Columbia, South Carolina — A federal jury sitting in Asheville, North Carolina, has convicted Siva K. Durbesula, 28, of India, of abusive sexual contact aboard an airplane, in a jointly prosecuted case that began in the District of South Carolina and culminated in the Western District of North Carolina, announced Peter M. McCoy, Jr., U.S. Attorney for the District of South Carolina, and R. Andrew Murray, U.S. Attorney for the Western District of North Carolina.
“Every person deserves to feel safe when they travel, and that someone would violate that safety through sexual assault is reprehensible. Those who engage in this type of behavior will be prosecuted,” said U.S. Attorney McCoy. “I applaud the courage of the witnesses in the case to step forward. I also appreciate the great work by U.S. Attorney Murray and his team to ensure the defendant’s conviction.”
According to filed court documents, witness testimony, and evidence presented at trial, Durbesula was a passenger aboard Spirit Airlines Flight NK843 from Chicago O’Hare to Myrtle Beach International Airport on June 23, 2019, when he sexually assaulted the 22-year-old woman seated next to him. Specifically, the victim testified that Durbesula repeatedly pulled her toward him and rubbed her breast. After the flight crew separated Durbesula from his victim, he asked to return to his former seat so he could speak to her again. Witnesses to the events aboard the airplane included the lead flight attendant and an unaccompanied minor sitting next to the victim.

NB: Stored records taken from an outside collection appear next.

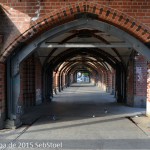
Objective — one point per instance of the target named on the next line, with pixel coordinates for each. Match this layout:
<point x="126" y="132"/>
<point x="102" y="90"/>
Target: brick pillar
<point x="109" y="82"/>
<point x="2" y="95"/>
<point x="148" y="91"/>
<point x="140" y="81"/>
<point x="136" y="82"/>
<point x="38" y="81"/>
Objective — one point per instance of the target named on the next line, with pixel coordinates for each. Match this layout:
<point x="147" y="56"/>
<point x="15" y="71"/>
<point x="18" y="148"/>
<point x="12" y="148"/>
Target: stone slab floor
<point x="80" y="117"/>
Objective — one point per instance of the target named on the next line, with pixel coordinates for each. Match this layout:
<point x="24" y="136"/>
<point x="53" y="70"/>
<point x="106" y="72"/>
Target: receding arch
<point x="103" y="13"/>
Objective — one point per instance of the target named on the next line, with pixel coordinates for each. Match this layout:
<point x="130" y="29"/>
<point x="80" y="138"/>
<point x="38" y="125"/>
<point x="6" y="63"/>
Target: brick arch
<point x="67" y="14"/>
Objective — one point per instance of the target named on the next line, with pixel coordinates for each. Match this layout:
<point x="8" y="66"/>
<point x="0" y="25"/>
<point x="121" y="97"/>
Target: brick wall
<point x="109" y="81"/>
<point x="2" y="94"/>
<point x="28" y="82"/>
<point x="38" y="81"/>
<point x="17" y="15"/>
<point x="130" y="81"/>
<point x="136" y="81"/>
<point x="140" y="81"/>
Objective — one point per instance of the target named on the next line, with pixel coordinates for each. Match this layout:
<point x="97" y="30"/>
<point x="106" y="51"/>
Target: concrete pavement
<point x="80" y="117"/>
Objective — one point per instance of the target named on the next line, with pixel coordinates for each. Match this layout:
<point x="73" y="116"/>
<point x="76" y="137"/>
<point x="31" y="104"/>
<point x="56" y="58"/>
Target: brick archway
<point x="67" y="14"/>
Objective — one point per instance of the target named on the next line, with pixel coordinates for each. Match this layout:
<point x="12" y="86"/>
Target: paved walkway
<point x="80" y="117"/>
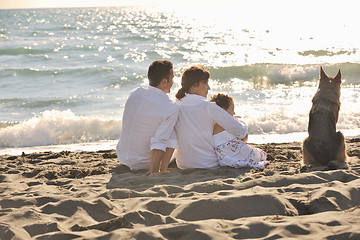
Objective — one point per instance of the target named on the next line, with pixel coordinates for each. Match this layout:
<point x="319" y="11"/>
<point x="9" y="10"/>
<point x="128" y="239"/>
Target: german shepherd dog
<point x="325" y="147"/>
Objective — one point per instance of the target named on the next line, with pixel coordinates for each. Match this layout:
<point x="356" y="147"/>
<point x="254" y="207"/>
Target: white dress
<point x="233" y="152"/>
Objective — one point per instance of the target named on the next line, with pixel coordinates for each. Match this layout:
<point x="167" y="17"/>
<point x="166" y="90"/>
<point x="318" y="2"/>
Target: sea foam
<point x="59" y="127"/>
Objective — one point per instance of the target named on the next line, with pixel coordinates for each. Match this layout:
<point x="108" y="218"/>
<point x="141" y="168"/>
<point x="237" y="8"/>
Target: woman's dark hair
<point x="192" y="76"/>
<point x="159" y="70"/>
<point x="222" y="100"/>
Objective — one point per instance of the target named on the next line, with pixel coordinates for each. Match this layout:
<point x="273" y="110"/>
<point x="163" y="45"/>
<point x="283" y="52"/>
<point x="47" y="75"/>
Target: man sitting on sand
<point x="148" y="121"/>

The jury also heard from a previous victim of Durbesula. She testified that on March 21, 2019, aboard a subway train in New York City, Durbesula sat immediately next to her although there were empty seats throughout the train car. The previous victim, who was pregnant at the time, testified that shortly after he sat down, Durbesula began groping her breast. She was able to record cell phone video of Durbesula exiting the train after the assault, which was admitted at trial.
The case was a particularly challenging logistical feat, especially in light of the COVID-19 pandemic. Originally indicted in the District of South Carolina, the case was transferred to the Western District of North Carolina for trial after Durbesula agreed that the plane travelled over North Carolina and venue was appropriate in that state. Witnesses in the case came from North Carolina, South Carolina, Wisconsin, Illinois, Florida, and Arkansas to testify.
Durbesula is currently in custody. At sentencing, the charge carries a maximum sentence of two years in federal prison, and Durbesula faces deportation.
In making today’s announcement U.S. Attorneys McCoy and Murray thanked the Horry County Police Department, Federal Bureau of Investigation (FBI), and Homeland Security Investigations (HSI) for their work in investigating the case.
Assistant U.S. Attorneys Don Gast, of the U.S. Attorney’s Office for the Western District of North Carolina in Asheville, and Derek A. Shoemake, of the U.S. Attorney’s Office for the District of South Carolina in Florence, are prosecuting the case. Victim-Witness Coordinators Lynne Crout, with the Western District of North Carolina, and Clarissa Whaley, with the District of South Carolina, provided assistance for the two victims and witnesses across six states.